Every image will be named '[name]-[count].png' or '[name]-[$cdk:title].png' where
name is either a default name or the specified name to this parameter (e.g. '.' -
current folder using default file name, '/tmp/imgs/DefaultImageName.png' - use
/tmp/imgs/ as directory and use 'DefaultImageName' as file name)
Default: imgs/GradientDepiction.png
-cs | --color-scheme [text]
The specified color-scheme (case in-sensitive), options:
(1) blue:red
(2) red:blue
(3) red:blue:red
(4) cyan:magenta
(5) rainbow
custom - contact Aros Bio for custom requirements!
Default: 1
--color-legend
Add a color legend at the bottom of the image
--atom-numbers
Depict atom numbers
--atom-number-color [color name] | [hex color]
Color of the atom numbers
Default: BLUE
-ih | --image-height [text]
The height of the generated images (in pixels)
Default: 400
-iw | --image-width [integer]
The width of the generated images (in pixels)
Default: 400
Significant Signature image output:
-si | --signature-images
Create a Significant Signature image for each predicted molecule
-sf | --signature-image-file [path]
Path to where generated images should be saved, can either be a path to a specific
folder or a full path including a file name (only .png file ending supported).
Every image will be named '[name]-[count].png' or '[name]-[$cdk:title].png' where
name is either a default name or the specified name to this parameter (e.g. '.' -
current folder using default file name, '/tmp/imgs/DefaultImageName.png' - use
/tmp/imgs/ as directory and use 'DefaultImageName' as file name)
Default: imgs/SigificantSignatureDepiction.png
-hc | --highlight-color [color name] | [hex color]
The color that should be used for the highlighting of the significant signature
Default: BLUE
--signature-color-legend
Add a color legend at the bottom of the image
--signature-atom-numbers
Depict atom numbers
--signature-atom-number-color [color name] | [hex color]
Color of the atom numbers
Default: BLUE
-sh | --signature-image-height [text]
The height of the generated images (in pixels)
Default: 400
-sw | --signature-image-width [integer]
The width of the generated images (in pixels)
Default: 400
General:
* --license [URI | path]
Path or URI to license file
-h | --help | man
Get help text
--short
Use shorter help text (used together with the --help argument)
--logfile [path]
Path to a user-set logfile, will be specific for this run
--silent
Silent mode (only print output to logfile)
--echo
Echo the input arguments given to CPSign
--seed [integer]
Set this flag if an explicit RNG seed should be used in tasks that require a RNG
(randomization of training data, splitting in cross-validation, learning algorithms
etc).

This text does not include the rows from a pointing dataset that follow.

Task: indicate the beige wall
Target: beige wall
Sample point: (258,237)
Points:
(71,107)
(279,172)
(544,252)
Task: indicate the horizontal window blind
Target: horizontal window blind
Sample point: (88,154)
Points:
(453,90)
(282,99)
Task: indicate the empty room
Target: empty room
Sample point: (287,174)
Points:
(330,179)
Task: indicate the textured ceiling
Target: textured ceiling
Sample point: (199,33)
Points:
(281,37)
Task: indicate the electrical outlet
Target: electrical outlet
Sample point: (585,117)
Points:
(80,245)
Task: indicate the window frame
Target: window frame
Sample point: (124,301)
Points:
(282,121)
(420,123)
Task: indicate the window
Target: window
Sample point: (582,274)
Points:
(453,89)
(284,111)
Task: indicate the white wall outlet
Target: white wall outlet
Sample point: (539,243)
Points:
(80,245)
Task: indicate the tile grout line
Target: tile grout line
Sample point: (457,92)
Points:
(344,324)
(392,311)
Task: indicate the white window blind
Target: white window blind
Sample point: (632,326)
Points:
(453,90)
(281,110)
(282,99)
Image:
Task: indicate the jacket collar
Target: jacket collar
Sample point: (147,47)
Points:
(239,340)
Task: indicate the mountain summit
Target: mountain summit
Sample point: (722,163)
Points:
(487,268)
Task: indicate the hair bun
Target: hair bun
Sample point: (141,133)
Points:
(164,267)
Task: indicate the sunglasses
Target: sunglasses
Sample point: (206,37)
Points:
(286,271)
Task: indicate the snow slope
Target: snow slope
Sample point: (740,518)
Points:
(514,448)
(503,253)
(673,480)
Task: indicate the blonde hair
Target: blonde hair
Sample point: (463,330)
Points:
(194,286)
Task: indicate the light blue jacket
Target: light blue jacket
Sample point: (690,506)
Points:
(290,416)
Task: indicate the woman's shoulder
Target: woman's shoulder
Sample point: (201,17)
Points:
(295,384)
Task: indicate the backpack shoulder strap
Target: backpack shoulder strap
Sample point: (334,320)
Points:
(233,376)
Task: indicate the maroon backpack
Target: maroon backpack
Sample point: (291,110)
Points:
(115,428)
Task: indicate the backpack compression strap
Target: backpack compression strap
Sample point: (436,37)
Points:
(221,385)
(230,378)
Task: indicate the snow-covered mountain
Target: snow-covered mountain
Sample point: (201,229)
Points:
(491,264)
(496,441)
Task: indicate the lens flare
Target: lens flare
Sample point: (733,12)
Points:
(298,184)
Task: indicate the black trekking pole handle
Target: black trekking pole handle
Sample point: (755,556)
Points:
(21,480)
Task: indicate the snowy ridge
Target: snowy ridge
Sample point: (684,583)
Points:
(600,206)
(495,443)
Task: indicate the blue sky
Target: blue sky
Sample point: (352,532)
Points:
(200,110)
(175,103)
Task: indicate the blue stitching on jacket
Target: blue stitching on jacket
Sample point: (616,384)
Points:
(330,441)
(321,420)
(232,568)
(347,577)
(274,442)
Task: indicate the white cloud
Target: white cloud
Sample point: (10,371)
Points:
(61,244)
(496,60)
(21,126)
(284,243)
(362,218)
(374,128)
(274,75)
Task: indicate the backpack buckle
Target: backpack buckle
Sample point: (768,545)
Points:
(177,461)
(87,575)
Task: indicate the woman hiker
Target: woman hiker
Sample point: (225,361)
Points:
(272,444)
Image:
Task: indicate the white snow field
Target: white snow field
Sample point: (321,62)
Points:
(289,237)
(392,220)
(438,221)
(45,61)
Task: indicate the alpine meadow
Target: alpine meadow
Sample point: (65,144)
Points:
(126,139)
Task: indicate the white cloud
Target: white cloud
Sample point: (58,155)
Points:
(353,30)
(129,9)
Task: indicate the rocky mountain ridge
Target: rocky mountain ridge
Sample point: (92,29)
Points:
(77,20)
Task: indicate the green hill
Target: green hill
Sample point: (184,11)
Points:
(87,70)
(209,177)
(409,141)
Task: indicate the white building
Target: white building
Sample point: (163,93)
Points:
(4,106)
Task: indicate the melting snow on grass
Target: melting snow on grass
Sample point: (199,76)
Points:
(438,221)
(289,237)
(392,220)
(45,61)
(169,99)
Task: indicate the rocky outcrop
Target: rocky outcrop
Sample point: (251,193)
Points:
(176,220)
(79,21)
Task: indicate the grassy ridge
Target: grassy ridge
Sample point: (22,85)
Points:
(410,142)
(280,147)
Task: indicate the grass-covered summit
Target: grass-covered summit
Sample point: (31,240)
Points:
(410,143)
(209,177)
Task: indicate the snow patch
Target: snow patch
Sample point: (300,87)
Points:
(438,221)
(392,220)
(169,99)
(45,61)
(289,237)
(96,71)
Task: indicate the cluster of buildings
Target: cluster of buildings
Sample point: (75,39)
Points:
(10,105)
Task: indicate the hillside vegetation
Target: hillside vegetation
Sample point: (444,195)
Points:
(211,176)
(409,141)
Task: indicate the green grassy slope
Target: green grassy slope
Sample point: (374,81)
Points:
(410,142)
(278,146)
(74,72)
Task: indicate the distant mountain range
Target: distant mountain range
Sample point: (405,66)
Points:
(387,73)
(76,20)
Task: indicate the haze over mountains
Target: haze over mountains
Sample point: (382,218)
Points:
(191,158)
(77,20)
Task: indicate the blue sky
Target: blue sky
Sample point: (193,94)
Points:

Not used by all programs.
--progress-bar
Add a Progress bar in the system error output
--progress-bar-ascii
Add a Progress bar in ASCII in the system error output
--time
Print wall-time for all individual steps in execution
------------------------------------------------------------------------------------------
The list of parameters are even larger than the one for :ref:`predict ` as there are more input options, options for signature
generation and modeling. Once again we can retrieved parameters by section individually, using for instance:
.. code-block:: text
> java -jar cpsign-[version].jar online-predict input
online-predict
------------------------------------------------------------------------------------------
Input:
-mi | --model-in [URI | path]
Precomputed CPSign classification model
-td | --train-data [URI | path]
File with molecules in SMILES, SDF or JSON format (used for deriving the predictive
model)
-sm | --smiles [SMILES]
SMILES string to predict, can optionally include a blank space and a molecule
name/identfier
-p | --predict-file [format] [opt args] [URI | path]
File to predict. Accepted formats are SMILES, SDF or JSON
-e | --endpoint [text]
Endpoint property that should be used for modeling (the endoint of the model)
-l | --labels [label label] | [label,label]
Label(s) for endpoint values in classification mode. More info can be found running
"explain labels"
Examples Usage
--------------
TCP classification with chemical input data:
.. code-block:: bash
> java -jar cpsign-[version].jar online-predict \
--license /path/to/Standard-license.license \
--smiles O=Cc1ccc(O)c(OC)c1 \
--endpoint "Ames test categorisation" \
--labels mutagen,nonmutagen \
--time \
--percentiles 0 \
--train-data sdf data/ames_small.sdf.gz
Running with Standard License registered to [Name] at [Company]. Expiry
date is [Date]
Reading train file and performing signature generation..
Successfully parsed 123 molecules. Detected labels: 'mutagen'=64, 'nonmutagen'=59.
Generated 1930 new signatures.
(1 s)
Training TCP predictor..
Finished
(0 s)
Starting to do predictions..
{
"prediction": {
"pValues": {
"nonmutagen": 0.204,
"mutagen": 0.0
}
},
"molecule": {
"SMILES": "O=Cc1ccc(O)c(OC)c1"
}
}
Successfully predicted 1 molecule
(0 s)
Parameters are fairly consistent with a mix of parameters for :ref:`train ` and :ref:`predict `,
apart for missing arguments for choosing predictor type as only TCP-classification is available.